California’s U.S. Congresswomen Barbara Lee (D-CA-13) and Karen Bass (D-CA-37) are backing legislation in the U.S. House of Representatives to remove former FBI Director J. Edgar Hoover’s name from the Federal Bureau of Investigation (FBI) headquarters in Washington, D.C. Another bill they are supporting calls for probing the racially motivated counterintelligence programs that Hoover organized and oversaw known as COINTELPRO. Under Hoover’s watch, the FBI often relied on extra-legal tactics to accomplish its aims.
Last month, Representatives Bobby L. Rush (D-IL-01), Barbara Lee (D-CA-13) and Steve Cohen (D-TN-09) hosted a virtual forum focused on the activities of COINTELPRO. Several African Americans with direct knowledge of COINTELPRO programs testified, including 1960s activists Akua Njeri, Bobby Seale and Ericka Huggins, testified. Fred Hampton Jr also testified.
COINTELPRO is the moniker used to describe a series of covert projects the FBI coordinated between 1956-1971. They were aimed at surveilling, infiltrating and disrupting several domestic political movements and individuals that the agency deemed subversive or critical of the United States. Targeted groups and individuals included the Communist Party USA, the Black Panther Party, the Nation of Islam, anti-Vietnam war organizers, feminist organizations and Dr. Martin Luther King, Jr.
The 2021 Oscar-nominated film “Judas and the Black Messiah” depicted the strategy COINTELPRO used to infiltrate the Illinois chapter of the Black Panther Party, which led to the assassination of Black Panther Party leader the late Fred Hampton Sr.
The lawmakers hosting the virtual forum condemned the COINTELPRO programs and J. Edgar Hoover’s leadership over the operation and, more broadly, the FBI. Hoover was the first and founding director of the FBI and he ran the agency from 1935 until his death in 1972. Hoover was also the head of the Bureau of Investigation, a government agency founded in 1924 and the forerunner to the FBI.
They are also calling for the uncovering of the still-classified history of COINTELPRO.
Rush, the co-founder of the Illinois chapter of the Black Panther Party, introduced his COINTELPRO Full Disclosure Act on May 4, which would require federal government agencies to publicly release all counterintelligence files related to COINTELPRO, and remove J. Edgar Hoover’s name from the FBI building in Washington, D.C. Representatives Cohen, Rush and Lee are also co-sponsoring a separate bill aimed at removing Hoover’s name from the FBI headquarters.
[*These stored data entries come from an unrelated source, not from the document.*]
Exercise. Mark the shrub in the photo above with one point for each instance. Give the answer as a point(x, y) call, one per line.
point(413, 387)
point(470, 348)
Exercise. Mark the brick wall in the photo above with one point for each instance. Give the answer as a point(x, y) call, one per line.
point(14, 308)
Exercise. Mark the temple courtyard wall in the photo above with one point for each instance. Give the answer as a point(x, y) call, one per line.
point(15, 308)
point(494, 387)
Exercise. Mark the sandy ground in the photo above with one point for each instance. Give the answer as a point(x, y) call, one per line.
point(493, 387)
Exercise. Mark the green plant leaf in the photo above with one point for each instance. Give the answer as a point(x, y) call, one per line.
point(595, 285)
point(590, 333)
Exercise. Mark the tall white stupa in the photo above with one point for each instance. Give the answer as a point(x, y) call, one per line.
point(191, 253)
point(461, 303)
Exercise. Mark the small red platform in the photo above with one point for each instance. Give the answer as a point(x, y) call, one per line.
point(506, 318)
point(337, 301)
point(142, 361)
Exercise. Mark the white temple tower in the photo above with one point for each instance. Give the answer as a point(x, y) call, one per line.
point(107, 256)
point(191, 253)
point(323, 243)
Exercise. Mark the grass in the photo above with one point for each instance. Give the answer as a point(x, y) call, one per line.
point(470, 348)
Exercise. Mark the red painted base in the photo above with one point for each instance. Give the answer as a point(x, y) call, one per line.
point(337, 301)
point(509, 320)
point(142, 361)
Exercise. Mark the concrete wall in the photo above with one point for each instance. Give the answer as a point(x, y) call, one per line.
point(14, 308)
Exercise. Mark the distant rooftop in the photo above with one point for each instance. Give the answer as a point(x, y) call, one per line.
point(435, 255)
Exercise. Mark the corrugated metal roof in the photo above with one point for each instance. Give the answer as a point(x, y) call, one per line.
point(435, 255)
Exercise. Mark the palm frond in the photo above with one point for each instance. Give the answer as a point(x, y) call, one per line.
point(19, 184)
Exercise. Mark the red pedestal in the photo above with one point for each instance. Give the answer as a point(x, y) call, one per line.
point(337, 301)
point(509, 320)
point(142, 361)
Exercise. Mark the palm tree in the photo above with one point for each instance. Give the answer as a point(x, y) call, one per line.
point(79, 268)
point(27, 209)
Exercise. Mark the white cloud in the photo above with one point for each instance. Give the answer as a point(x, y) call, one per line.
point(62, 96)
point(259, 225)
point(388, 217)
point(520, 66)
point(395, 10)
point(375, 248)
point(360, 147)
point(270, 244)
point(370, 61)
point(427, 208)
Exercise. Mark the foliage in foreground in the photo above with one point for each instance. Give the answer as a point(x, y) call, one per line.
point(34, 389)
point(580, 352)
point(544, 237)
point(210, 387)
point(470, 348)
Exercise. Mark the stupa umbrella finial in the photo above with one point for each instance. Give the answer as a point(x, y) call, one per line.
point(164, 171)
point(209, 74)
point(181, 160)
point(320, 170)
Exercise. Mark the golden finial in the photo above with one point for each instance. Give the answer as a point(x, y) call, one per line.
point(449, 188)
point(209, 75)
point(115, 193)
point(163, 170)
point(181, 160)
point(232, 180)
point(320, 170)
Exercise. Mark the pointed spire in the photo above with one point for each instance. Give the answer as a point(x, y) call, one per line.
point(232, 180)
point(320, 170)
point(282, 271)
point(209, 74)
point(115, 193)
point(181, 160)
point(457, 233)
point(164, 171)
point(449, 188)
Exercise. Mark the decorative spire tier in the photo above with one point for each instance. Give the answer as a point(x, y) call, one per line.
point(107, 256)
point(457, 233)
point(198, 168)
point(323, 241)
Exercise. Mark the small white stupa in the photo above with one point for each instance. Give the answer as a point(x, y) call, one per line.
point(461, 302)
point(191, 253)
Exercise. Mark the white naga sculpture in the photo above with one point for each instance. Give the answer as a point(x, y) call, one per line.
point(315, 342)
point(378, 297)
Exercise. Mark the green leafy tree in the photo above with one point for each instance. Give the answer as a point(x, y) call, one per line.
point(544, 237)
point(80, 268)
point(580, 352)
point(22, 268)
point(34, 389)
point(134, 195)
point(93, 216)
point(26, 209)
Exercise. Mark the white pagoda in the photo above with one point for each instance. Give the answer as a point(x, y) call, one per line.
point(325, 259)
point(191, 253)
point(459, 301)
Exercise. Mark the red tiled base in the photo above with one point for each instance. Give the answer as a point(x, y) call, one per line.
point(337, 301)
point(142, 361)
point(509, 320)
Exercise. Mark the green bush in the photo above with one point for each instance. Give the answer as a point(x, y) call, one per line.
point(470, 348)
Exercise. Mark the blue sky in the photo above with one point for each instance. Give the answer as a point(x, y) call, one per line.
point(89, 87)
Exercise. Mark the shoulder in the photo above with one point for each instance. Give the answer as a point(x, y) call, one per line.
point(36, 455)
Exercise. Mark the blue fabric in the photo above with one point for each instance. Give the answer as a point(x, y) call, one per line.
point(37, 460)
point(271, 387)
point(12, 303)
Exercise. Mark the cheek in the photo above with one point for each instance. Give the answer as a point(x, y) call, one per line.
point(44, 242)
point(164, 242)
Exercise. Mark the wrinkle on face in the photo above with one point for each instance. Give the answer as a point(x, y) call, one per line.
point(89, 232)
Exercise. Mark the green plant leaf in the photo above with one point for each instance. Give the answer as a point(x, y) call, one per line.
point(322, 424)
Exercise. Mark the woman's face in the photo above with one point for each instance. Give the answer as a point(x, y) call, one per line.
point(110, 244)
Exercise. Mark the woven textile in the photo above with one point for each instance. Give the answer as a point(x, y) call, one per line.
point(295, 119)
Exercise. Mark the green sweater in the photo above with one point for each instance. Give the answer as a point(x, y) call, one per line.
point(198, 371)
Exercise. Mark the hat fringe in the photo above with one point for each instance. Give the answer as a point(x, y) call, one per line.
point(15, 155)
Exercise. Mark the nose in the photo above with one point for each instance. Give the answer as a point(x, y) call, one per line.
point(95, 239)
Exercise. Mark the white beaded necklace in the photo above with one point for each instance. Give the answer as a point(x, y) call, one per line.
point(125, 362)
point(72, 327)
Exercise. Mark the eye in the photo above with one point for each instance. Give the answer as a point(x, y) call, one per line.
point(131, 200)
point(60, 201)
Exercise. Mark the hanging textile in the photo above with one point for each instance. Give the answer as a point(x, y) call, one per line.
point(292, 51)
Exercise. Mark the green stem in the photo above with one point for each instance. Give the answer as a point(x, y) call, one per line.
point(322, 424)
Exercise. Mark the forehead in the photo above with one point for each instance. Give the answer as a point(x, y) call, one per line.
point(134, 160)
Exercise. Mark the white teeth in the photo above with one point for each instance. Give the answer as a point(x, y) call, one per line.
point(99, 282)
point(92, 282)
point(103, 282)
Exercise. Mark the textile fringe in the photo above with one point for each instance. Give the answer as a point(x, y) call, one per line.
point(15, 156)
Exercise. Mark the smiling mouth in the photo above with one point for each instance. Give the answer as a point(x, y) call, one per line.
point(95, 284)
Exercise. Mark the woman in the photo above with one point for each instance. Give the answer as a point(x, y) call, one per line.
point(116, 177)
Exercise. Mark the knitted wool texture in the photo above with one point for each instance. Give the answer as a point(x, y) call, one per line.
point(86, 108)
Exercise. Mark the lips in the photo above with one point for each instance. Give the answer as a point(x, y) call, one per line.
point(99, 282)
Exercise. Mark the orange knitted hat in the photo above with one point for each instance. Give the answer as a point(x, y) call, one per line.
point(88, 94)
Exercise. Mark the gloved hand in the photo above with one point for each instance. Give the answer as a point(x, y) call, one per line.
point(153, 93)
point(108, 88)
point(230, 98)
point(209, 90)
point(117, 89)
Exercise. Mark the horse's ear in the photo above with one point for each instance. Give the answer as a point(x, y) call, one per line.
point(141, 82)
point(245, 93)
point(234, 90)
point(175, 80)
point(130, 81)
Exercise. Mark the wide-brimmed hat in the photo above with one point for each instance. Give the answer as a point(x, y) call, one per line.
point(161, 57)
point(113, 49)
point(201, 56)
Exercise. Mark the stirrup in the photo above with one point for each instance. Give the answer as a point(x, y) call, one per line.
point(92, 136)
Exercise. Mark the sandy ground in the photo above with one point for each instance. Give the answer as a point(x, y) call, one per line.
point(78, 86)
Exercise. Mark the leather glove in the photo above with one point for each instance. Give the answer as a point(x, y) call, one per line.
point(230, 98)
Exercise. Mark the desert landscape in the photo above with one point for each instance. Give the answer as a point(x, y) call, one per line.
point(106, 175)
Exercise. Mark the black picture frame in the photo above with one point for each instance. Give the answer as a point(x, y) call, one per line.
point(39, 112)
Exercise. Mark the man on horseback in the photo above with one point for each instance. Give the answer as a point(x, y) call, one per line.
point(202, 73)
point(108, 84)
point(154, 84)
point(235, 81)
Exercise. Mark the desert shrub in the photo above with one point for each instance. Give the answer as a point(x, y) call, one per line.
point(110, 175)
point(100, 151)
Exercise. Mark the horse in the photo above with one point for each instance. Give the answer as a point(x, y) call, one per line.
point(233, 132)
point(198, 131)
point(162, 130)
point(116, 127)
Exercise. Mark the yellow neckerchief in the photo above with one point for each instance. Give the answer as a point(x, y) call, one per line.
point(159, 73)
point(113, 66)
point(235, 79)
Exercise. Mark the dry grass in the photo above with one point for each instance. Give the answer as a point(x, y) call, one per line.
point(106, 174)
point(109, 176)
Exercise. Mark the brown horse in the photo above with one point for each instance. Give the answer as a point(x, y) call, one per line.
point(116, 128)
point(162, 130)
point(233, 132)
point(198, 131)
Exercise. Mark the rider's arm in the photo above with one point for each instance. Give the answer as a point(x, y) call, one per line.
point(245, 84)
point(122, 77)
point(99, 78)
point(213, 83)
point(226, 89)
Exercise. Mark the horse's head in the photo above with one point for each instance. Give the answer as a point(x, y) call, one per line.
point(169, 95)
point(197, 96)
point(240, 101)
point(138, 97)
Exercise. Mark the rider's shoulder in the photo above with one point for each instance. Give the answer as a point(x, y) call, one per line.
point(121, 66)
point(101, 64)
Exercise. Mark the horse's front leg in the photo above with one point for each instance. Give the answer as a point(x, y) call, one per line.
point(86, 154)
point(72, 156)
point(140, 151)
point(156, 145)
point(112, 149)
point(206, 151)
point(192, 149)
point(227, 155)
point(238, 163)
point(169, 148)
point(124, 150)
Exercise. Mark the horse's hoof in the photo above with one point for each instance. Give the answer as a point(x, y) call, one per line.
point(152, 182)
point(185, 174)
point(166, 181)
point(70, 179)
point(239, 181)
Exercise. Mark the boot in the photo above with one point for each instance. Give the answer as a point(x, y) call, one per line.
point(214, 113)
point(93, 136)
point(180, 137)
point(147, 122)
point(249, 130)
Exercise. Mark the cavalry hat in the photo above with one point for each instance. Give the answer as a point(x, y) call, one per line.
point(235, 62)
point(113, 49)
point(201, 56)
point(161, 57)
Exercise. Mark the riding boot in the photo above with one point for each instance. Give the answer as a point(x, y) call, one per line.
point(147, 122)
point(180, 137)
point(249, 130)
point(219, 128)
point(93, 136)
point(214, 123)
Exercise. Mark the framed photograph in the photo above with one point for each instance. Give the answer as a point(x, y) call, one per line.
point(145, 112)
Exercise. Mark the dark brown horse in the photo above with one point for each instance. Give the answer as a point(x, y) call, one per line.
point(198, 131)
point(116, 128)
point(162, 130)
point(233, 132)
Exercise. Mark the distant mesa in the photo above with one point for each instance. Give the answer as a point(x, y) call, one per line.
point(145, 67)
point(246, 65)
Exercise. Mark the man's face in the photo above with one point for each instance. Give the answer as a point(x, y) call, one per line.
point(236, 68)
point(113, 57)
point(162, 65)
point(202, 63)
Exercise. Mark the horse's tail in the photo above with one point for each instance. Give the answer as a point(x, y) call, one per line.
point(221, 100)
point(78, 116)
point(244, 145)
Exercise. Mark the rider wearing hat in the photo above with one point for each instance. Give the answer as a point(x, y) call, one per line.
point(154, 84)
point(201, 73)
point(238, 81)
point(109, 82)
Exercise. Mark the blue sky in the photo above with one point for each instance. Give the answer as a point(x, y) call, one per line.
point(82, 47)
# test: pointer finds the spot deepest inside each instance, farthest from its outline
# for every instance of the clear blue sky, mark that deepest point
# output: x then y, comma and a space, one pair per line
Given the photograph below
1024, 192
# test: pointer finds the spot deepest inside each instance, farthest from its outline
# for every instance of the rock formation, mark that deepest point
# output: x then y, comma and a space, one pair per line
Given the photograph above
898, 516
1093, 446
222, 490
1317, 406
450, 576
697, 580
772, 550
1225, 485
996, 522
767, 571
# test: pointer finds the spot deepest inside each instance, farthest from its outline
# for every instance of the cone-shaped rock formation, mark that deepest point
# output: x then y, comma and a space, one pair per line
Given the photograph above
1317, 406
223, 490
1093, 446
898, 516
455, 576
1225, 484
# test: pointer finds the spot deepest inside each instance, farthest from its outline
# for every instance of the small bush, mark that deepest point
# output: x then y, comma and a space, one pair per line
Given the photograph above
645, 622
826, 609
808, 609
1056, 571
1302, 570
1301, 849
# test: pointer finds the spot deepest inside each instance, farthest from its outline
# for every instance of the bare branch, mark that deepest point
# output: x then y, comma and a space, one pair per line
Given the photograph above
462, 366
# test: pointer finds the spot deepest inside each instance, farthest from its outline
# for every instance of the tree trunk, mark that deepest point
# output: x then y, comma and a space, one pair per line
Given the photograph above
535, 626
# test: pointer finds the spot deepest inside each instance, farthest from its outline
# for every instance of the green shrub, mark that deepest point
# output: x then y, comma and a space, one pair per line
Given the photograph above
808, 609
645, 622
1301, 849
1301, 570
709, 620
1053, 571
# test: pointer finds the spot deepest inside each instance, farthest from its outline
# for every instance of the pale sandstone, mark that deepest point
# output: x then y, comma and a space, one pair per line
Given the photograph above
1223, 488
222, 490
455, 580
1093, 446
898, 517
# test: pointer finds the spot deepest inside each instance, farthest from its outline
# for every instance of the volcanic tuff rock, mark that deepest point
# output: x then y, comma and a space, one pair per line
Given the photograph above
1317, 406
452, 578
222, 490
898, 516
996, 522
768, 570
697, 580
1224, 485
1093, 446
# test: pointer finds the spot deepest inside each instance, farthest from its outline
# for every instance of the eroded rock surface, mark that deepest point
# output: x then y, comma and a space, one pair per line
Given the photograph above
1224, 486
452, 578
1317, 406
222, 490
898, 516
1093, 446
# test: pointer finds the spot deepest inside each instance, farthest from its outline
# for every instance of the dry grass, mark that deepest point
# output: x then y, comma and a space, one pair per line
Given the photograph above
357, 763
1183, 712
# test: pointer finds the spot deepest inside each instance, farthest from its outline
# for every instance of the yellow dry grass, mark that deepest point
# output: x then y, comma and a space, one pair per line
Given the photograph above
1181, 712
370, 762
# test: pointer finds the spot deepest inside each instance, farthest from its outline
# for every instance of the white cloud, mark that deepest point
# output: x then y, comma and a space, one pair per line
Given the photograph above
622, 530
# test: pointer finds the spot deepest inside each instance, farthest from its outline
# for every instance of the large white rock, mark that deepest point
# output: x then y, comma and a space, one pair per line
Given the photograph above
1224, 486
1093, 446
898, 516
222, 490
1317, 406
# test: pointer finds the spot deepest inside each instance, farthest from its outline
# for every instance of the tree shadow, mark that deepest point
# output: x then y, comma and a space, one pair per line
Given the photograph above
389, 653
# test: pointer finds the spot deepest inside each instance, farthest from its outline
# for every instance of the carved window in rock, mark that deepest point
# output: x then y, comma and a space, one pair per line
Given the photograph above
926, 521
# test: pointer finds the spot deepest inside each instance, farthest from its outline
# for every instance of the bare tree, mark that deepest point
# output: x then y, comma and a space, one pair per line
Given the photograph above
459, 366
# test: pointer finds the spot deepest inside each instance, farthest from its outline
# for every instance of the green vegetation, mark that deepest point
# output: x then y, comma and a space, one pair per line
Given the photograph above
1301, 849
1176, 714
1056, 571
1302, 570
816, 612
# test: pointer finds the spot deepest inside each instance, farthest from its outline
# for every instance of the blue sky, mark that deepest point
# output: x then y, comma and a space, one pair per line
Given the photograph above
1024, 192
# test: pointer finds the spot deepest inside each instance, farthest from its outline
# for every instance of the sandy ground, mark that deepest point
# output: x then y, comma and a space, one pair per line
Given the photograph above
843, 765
“I know the damages of J. Edgar Hoover’s COINTELPRO firsthand. I was put in the middle of their aggressive surveillance and counterintelligence activities after becoming involved with the Black Panther Party as a community worker,” said Lee. “As a community worker, I used my organizational and fundraising skills to help implement the Ten Point Program, which made programs like Free Breakfast for Children possible and paved the way for our own government’s free breakfast plan for low-income children.”
Calling the FBI’s activities and methods under Hoover “government-sponsored harassment,” Cohen said “COINTELPRO was not just violent and illegal. What made it so pernicious is it undermined our Constitution and democracy.”
“The United States was born of dissent, and alternative perspectives should be welcomed, not ‘neutralized.’ We may disagree, but every American has the right and freedom to speak their mind, to petition their government, to protest, to be engaged and active in civic life, and to contribute their energy and efforts in pursuit of our ‘more perfect union,’” he said. he FBI, attempted to snuff out minorities and minority viewpoints.”
The forum featured both activists with deep knowledge of COINTELPRO’s efforts and former members of the Black Panther Party. Akua Njeri, Fred Hampton Sr.’s partner, shared a harrowing account of the Black Panther Party leader’s death. Her son, Fred Hampton Jr., also spoke about his own experience with COINTELPRO.
According to Njeri and Hampton Jr., the majority of COINTELPRO’s subversive activities involving Black nationalist groups was directed at the Black Panther Party.
While the forum was mostly focused on testimonies, Lee stressed the need to learn about the past COINTELPRO operations in case similar efforts are used again in the future. She cited the FBI’s “Black identity extremism” report, which was written by the FBI’s Domestic Terrorism Analysis Unit in 2017, and claimed that “perceptions of police brutality against African Americans” had spurred “an increase in premeditated, retaliatory lethal violence against law enforcement.” Lee criticized the idea of a “Black identity extremist,” saying that such a thing “did not exist.”
“This was another way for the FBI to surveil the Black community. So, we must be vigilant now, this briefing is so important, because we all have to understand what a COINTELPRO 2 looks like now,” Lee said.